Backsliding into Recession: what South African Consumers can do to cope better
Few would dispute the view that the South African consumer has been under immense pressure in recent years. Prolonged periods of rising living costs and turbulent labour market conditions, together with ongoing government inefficiency, are just some of the factors that have significantly dented consumer confidence, further plaguing an already-fragile domestic economy.
When we look beyond our borders to the bigger picture, we see a global economy still struggling to find equilibrium in a post-subprime crisis world. While there are signs of recovery (the IMF expects the world economy to grow by 3.5% this year), economic growth will be realised by many, but not all economies.

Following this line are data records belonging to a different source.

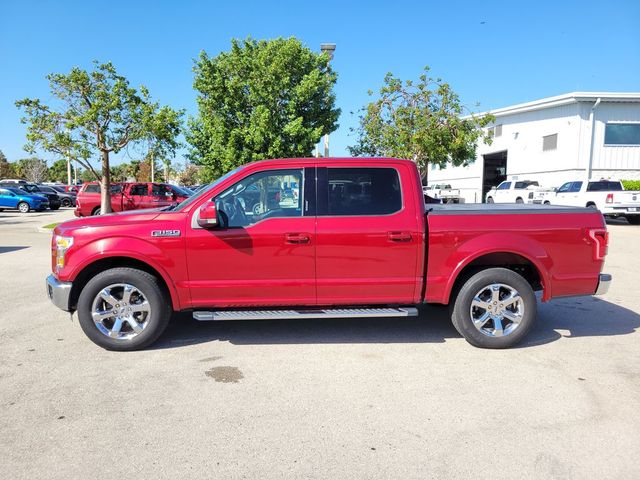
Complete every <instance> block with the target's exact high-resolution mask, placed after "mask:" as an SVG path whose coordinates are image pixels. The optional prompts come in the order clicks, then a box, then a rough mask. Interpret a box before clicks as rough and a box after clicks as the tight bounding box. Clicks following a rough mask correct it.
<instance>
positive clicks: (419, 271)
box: [46, 158, 611, 350]
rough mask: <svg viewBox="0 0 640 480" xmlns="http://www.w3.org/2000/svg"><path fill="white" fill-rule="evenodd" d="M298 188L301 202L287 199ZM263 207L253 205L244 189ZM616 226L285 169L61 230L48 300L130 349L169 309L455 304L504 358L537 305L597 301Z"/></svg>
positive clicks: (320, 308) (359, 177) (526, 328)
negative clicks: (426, 204)
mask: <svg viewBox="0 0 640 480" xmlns="http://www.w3.org/2000/svg"><path fill="white" fill-rule="evenodd" d="M291 185H296V188H298V189H299V194H298V195H284V194H282V195H278V196H277V197H278V200H277V201H272V200H271V201H266V200H267V199H271V197H272V196H273V195H272V191H273V189H279V190H281V191H283V192H284V191H285V190H286V189H288V188H291V187H290V186H291ZM255 190H258V192H260V197H261V198H263V199H265V202H264V205H263V208H260V209H258V210H257V211H255V210H254V209H252V208H250V207H251V206H250V205H248V203H247V202H246V201H241V199H242V198H246V192H247V191H251V192H252V195H255ZM607 238H608V237H607V231H606V227H605V223H604V221H603V217H602V215H601V214H600V213H599V212H598V211H597V210H595V209H588V208H576V207H557V206H547V207H545V206H542V205H540V206H538V205H515V204H513V205H500V204H494V205H483V204H460V205H426V204H425V202H424V199H423V194H422V187H421V182H420V176H419V174H418V170H417V168H416V166H415V164H414V163H413V162H411V161H408V160H395V159H379V158H376V159H331V158H325V159H316V158H312V159H286V160H267V161H263V162H257V163H252V164H248V165H245V166H242V167H240V168H238V169H236V170H234V171H232V172H229V173H228V174H226V175H225V176H223V177H221V178H219V179H218V180H217V181H216V182H214V183H213V184H211V185H209V186H208V187H207V188H205V189H203V190H202V191H201V192H200V193H199V194H196V195H194V196H192V197H190V198H189V199H187V200H185V201H184V202H182V203H180V204H178V205H175V206H169V207H165V208H162V209H150V210H139V211H131V212H123V213H120V214H111V215H104V216H99V217H89V218H82V219H76V220H71V221H68V222H65V223H62V224H60V225H58V226H57V227H56V228H55V230H54V233H53V238H52V245H51V263H52V268H53V273H52V274H51V275H50V276H49V277H48V278H47V279H46V285H47V291H48V295H49V297H50V298H51V300H52V301H53V303H54V304H55V305H56V306H58V307H59V308H61V309H62V310H65V311H69V312H74V311H77V313H78V319H79V323H80V326H81V327H82V329H83V330H84V332H85V333H86V335H87V336H88V337H89V338H90V339H91V340H92V341H93V342H95V343H96V344H98V345H100V346H102V347H104V348H106V349H110V350H134V349H140V348H144V347H145V346H148V345H150V344H151V343H153V342H154V341H155V340H157V339H158V337H159V336H160V335H161V333H162V332H163V330H164V329H165V327H166V326H167V323H168V322H169V319H170V317H171V314H172V312H174V311H191V312H192V314H193V316H194V318H196V319H197V320H251V319H282V318H284V319H297V318H327V317H329V318H345V317H404V316H410V315H417V308H416V307H417V306H418V305H420V304H422V303H434V304H445V305H446V304H448V305H449V306H450V309H451V318H452V321H453V325H454V326H455V328H456V329H457V330H458V331H459V332H460V334H461V335H463V336H464V337H465V338H466V339H467V340H468V341H469V342H470V343H471V344H473V345H476V346H479V347H486V348H505V347H509V346H511V345H514V344H515V343H517V342H518V341H519V340H521V339H522V338H523V337H524V336H525V335H526V333H527V331H528V330H529V329H530V328H531V326H532V324H533V322H534V320H535V317H536V302H537V299H536V295H535V292H536V291H539V292H540V296H541V300H542V301H548V300H550V299H552V298H556V297H565V296H574V295H594V294H600V293H603V292H605V291H606V290H607V288H608V285H609V282H610V281H611V276H610V275H606V274H602V273H601V270H602V266H603V262H604V257H605V254H606V249H607Z"/></svg>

Global policy uncertainty, combined with the backdrop of sluggish manufacturing output means that export-led, commodity-rich economies may not immediately share in the spoils of the global recovery.
With few non-domestic drivers of growth, an export-led economy like ours finds itself in a challenging global environment. Moreover, domestic factors, such as low productivity levels – exacerbated by restrictive labour regulations and a significant skills shortage in many industries – together with the inefficient deployment of public resources, are further contributing to the low growth state.
Implications of South Africa’s technical recession
Q1 2017 saw the announcement that South Africa was in a technical recession for the first time in eight years, as the economy shrunk by 0.7%. This announcement was met largely with lack of surprise, given the recessionary conditions that the South African economy has experienced over the past few years. Unfortunately, near term prospects remain dim, with growth for the year 2017 expected to average just 0.5%.
Recessions have certainly not been an unusual occurrence in recent times, and our emerging market peers – namely Russia and Brazil – have both found themselves in negative growth territory. Nigeria, Africa’s largest economy, was also in recession for five consecutive quarters on the back of weak oil prices. What is evident is that periods of economic downturn have been severely detrimental for both businesses and consumers alike; weaker access to credit, increasing borrowing costs and higher levels of inflation are just some of the constraints that characterise these periods.
It is worth noting, however, that no two downturns are exactly alike, either in duration or severity. For the South African economy, the severity of the 2009 recession was highlighted by a 6.4% contraction in Q1 GDP output, almost double the expectations of industry experts. During this period, oil prices were at all-time highs and the resultant upside stickiness in price inflation placed immense pressure on the South African Reserve Bank’s monetary policy committee (MPC). For much of the period between 2007 and 2009, inflation was far higher than the Reserve Bank’s 3-6% target band, peaking as high as 11.3% in September 2008. The MPC responded by sharply raising lending rates, making it an extremely challenging environment.
Some hope left for the over indebted consumer
This time around, we are in a less hostile (albeit still constrained) environment. Inflation has drifted back to within the Reserve Bank’s target range, allowing for a more dovish approach, as evidenced by a recent MPC announcement to reduce lending rates for the first time in five years, dropping prime to 10.25%. With forecasts suggesting that further declines in lending rates may be on the cards over the next 12-18 months, there may yet be a glimmer of hope on the horizon for the over indebted South African consumer.
It must however be noted, while the less hostile environment has provided more flexibility for monetary policy makers to ease pressure on consumers and stimulate growth, there are key components of our domestic economic landscape that have deteriorated since 2009, and this has generated conditions that work against that much-needed flexibility.
Impact of unemployment and junk status on SA economy
Unemployment, for example, was at 23% during 2009, significantly lower than the latest available figure of 27.7%. Furthermore, in 2009, South Africa held a mid-investment grade rating despite the difficult environment, compared with the non-investment or “junk” status currently assigned by two out of the three top-tier international rating agencies. Interestingly, that period was not without its own political turmoil, with former president Thabo Mbeki being ousted in September of 2008. At the time, however, the global market perception was that South Africa had retained a high degree of fiscal discipline, as well as an ability to shield policymaking institutions from political influence. This is not the case currently and this political uncertainty, and its impact on the wellness of the economy, plays a bigger role in the world today than it did eight years ago. Further volatility in the political landscape, which is likely to last until after the 2019 elections, may further aggravate this situation.
What you can do
From a consumer perspective, while it is always advisable to adhere to responsible financial management practices, the importance of this discipline is highlighted in periods of economic uncertainty. Paying down on existing lines of credit, thinking twice before accessing credit to fund discretionary expenditure, or starting up or adding to a “rainy day” fund are just some of the simple ways consumers can better position themselves to cope with any further potential impact of the uncertain economic environment.
While current indications suggest this may not be our worst recession, it certainly won’t be our last, and while we cannot completely shield ourselves from the situation, we can take certainly take steps to soften the impact on ourselves and our loved ones by exercising sound financial discipline.